In Rumänien gab es jahrelang keine nennenswerten Rechtsnationalisten wie in Ungarn, Polen und den meisten anderen mittel- und südosteuropäischen Ländern. Auch weil Parteien wie die Sozialdemokraten diese scheinbare Leerstelle mit eigenen rechtsnationalistischen und xenophoben Positionen besetzt hatten. Doch AUR vertritt nicht nur einfach herkömmliche rechtsnationalistische Ansichten, sondern explizit antiwestliche, euroskeptische, antisemitische, minderheitenfeindliche, homophobe und Pro-Putin-Positionen. Außerdem will sie die Vereinigung mit der Republik Moldau herbeiführen, die historisch ein Teil Rumäniens war.

Der AUR-Vorsitzende George Simion bei einer Protestaktion in Bukarest gegen das Gesundheitsministerium im Januar 2021Bild: Daniel Mihailescu/AFP/Getty Images

Die aggressiven Anti-Establishment-Aktionen der Partei, die meistens auch live in sozialen Medien übertragen werden und so hunderttausende Menschen erreichen, erfreuen sich immer größerer Sympathie unter Rumänen, die mit der etablierten Politik im Land und der politischen Dauerkrise unzufrieden sind. Interessanterweise sucht AUR auf europapolitischer Ebene einen Schulterschluss mit Viktor Orbans Partei Fidesz und anderen Rechtsnationalisten, während die Partei innerhalb Rumäniens explizit chauvinistische Positionen gegen die ungarische Minderheit in Siebenbürgen mit ihren rund 1,2 Millionen Angehörigen vertritt.

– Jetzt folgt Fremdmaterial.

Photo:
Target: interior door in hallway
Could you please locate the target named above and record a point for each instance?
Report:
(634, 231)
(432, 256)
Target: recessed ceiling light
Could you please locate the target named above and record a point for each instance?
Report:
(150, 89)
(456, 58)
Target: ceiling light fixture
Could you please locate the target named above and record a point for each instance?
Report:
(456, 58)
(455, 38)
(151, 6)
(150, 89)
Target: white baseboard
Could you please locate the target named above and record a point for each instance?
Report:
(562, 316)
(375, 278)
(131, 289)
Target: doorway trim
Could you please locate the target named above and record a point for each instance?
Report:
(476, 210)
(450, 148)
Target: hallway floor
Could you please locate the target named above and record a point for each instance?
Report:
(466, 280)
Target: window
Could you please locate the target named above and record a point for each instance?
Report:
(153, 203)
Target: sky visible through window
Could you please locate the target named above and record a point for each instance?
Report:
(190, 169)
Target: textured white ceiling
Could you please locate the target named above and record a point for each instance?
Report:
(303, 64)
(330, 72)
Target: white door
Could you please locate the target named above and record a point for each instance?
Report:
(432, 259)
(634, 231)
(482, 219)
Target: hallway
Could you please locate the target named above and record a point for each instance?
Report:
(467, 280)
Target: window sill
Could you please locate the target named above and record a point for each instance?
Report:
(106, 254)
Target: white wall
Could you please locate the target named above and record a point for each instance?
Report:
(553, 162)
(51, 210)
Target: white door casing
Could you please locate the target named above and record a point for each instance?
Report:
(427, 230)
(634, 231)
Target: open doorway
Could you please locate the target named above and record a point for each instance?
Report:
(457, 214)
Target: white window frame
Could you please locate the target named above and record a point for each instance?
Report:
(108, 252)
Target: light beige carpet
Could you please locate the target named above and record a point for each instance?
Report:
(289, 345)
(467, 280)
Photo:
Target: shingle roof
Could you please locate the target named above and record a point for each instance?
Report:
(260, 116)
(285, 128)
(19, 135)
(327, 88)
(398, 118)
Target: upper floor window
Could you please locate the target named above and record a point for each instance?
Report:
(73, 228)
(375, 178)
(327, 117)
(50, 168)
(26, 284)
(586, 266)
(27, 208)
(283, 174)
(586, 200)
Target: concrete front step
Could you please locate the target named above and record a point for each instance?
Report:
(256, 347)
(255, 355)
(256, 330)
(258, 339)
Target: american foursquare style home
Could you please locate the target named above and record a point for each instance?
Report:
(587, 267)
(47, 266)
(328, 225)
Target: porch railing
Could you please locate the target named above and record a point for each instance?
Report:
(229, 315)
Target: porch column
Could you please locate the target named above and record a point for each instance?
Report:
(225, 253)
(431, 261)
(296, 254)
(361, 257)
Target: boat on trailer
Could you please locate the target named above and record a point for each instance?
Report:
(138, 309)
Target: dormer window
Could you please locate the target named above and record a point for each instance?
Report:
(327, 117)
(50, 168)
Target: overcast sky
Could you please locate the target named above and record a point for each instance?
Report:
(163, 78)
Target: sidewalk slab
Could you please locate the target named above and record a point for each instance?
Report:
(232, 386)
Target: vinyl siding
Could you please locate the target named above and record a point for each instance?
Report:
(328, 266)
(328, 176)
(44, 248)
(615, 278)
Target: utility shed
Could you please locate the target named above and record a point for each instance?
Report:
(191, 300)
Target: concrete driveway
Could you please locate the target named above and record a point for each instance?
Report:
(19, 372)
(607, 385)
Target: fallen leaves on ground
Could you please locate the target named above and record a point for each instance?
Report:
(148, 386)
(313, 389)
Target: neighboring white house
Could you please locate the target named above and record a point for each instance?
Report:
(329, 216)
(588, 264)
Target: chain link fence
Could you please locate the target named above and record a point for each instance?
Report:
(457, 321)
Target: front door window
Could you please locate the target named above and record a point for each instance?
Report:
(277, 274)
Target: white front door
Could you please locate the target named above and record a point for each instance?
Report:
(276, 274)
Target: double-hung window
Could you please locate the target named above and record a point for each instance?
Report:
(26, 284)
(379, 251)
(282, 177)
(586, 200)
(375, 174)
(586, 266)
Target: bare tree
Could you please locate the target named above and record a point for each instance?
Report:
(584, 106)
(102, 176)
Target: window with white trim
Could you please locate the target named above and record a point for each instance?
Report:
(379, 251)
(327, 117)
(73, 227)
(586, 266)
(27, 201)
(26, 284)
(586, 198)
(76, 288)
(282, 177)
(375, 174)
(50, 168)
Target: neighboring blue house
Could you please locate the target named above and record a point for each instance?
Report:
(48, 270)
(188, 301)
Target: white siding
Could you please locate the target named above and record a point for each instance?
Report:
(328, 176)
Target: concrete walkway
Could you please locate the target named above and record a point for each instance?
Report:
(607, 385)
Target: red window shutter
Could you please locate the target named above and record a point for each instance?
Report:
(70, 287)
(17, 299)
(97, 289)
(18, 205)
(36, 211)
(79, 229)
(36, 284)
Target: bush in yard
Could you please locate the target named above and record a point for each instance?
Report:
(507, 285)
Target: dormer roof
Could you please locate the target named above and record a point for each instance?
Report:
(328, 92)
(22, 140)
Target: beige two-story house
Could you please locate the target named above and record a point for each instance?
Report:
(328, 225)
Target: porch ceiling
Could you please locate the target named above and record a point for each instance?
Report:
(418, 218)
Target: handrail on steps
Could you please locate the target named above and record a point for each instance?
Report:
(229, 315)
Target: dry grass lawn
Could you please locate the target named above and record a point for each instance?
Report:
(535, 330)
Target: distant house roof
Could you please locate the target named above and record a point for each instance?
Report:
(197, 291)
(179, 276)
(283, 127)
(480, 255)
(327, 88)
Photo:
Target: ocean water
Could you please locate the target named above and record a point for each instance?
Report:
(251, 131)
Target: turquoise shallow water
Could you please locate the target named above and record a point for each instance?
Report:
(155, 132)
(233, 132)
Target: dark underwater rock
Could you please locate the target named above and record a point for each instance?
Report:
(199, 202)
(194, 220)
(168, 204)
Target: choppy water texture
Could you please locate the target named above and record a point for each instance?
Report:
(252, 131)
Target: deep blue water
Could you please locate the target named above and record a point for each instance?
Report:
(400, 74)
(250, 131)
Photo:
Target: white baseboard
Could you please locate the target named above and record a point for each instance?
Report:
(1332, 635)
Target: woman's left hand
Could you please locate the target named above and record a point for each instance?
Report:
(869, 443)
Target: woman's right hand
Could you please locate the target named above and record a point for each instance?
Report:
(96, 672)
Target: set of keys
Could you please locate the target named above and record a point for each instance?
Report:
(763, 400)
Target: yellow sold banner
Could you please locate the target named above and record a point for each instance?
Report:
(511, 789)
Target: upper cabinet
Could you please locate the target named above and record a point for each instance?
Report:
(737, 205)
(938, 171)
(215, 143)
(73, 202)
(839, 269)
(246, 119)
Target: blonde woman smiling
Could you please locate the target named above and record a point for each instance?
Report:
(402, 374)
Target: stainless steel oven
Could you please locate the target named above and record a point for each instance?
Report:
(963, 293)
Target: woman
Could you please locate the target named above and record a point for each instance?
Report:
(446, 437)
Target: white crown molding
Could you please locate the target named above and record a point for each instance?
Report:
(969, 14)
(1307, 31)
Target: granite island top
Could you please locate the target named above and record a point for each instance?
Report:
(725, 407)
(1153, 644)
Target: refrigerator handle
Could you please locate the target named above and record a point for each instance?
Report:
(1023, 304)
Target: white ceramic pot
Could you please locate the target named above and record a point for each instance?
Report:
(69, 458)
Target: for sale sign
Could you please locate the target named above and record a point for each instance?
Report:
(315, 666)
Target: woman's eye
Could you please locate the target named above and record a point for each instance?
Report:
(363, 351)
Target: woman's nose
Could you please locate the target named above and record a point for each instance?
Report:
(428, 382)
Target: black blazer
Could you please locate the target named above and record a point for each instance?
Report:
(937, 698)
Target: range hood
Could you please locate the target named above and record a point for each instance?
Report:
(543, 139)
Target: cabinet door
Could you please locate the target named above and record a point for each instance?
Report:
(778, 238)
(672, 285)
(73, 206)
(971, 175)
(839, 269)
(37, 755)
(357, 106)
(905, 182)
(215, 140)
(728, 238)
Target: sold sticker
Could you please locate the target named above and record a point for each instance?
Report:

So etwa hatte George Simion im Juni 2019, kurz vor der AUR-Gründung, antiungarische Proteste im Uz-Tal in den Ostkarpaten angeführt. Dabei verwüsteten nationalistische rumänische Hooligans einen Friedhof mit ungarischen und rumänischen Kriegsgräbern. Zugleich erklärt George Simion offen seine Bewunderung für den ungarischen Premier und nennt sich selbst den "Orban Rumäniens". AUR möchte Mitglied werden in einer neuen europäischen Allianz der Rechtsnationalisten und Rechtsextremen, die Orban mit initiiert hat.

Bisher nur Geldstrafen

Den Temeswarer Bürgermeister Dominic Fritz besorgt der Aufstieg der AUR vor allem, weil er dahinter eine "tiefliegende Vertrauenskrise und einen Verfall der politischen Kultur" sieht, wie man ihn auch in vielen anderen europäischen Ländern beobachten könne. Um sich persönlich macht sich Fritz jedoch keine Sorgen. "Ich fühle mich sicher in der Stadt", sagt er, "weil es in Temeswar selbst kaum Leute gibt, die sich an Aktionen wie der vom Freitag beteiligen. Die Randalierer kommen meistens von außerhalb."

Ob das gewaltsame Eindringen in das Temeswarer Rathaus nun für Simion und die anderen Randalierer weiterreichende Folgen hat, ist unklar. Bisher wurden lediglich kleinere Geldstrafen verhängt - wegen Verstoßes gegen die Maskenpflicht und Störung der öffentlichen Ruhe.